Sprytnym pomysłem na soft reboot było powiązanie trylogii z Armageddonem. Raiden wysyła w przeszłość do czasów pierwszego turnieju wiadomość, by zapobiec przyszłym wydarzeniom. Daje to znaną ramę fabularną i zestaw bohaterów, a przy tym umożliwia swobodne wprowadzanie zmian.
Cut-sceny płynnie przechodzą do rozgrywki, nawet jeśli powody niektórych starć są absurdalne. Niemniej, nadal świetnie śledzi się tę głupawy i przesadzony retelling trylogii. Jedynie starcia z bossami są irytujące ze względu na ich nieuczciwą dosłowną manifestację plot armor.
Wprowadzenie paska special dodało dużo głębi do rozgrywki, pozwalając na combo breakery czy mocniejsze ataki, ale przede wszystkim wprowadziło straszliwie satysfakcjonujące i groteskowe X-Raye.
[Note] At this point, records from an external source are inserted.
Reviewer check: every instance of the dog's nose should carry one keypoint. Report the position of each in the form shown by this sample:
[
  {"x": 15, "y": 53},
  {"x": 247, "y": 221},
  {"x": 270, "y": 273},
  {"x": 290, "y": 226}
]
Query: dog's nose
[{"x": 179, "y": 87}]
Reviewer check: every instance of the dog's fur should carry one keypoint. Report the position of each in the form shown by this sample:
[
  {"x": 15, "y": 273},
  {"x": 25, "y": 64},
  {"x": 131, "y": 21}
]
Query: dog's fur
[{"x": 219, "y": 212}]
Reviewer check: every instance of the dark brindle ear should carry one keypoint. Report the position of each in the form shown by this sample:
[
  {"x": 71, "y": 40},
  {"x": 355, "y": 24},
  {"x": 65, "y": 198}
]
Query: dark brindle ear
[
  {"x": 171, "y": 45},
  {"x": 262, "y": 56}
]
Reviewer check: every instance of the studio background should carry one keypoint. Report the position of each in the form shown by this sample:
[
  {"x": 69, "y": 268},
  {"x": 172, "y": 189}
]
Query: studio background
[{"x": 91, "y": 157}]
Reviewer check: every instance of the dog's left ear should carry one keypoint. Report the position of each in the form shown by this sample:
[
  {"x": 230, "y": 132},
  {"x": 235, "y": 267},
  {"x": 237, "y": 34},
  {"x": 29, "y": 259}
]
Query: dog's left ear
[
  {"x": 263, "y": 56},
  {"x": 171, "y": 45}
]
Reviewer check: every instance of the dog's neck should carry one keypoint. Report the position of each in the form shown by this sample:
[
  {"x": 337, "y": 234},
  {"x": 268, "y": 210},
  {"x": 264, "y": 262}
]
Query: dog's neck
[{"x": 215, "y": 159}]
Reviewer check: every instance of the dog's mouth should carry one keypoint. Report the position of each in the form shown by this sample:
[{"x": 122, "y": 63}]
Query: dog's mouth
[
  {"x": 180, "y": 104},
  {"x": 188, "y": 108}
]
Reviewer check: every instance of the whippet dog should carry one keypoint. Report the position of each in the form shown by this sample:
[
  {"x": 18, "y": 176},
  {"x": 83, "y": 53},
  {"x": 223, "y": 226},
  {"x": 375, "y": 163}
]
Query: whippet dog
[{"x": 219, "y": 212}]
Obok powracających w pełnej chwale Fatality, to główne źródło brutalnych widowisk.
Na uwagę zasługuje też potężna i bardzo zróżnicowana Wieża wyzwań, z ponad 300 zadaniami. Obok klasycznych walk można znaleźć minigry pokroju Test Your Might, proste celowniczki czy różnorakie modyfikatory, jak zablokowane ataki specjalne albo ciągłe leczenie oponentów.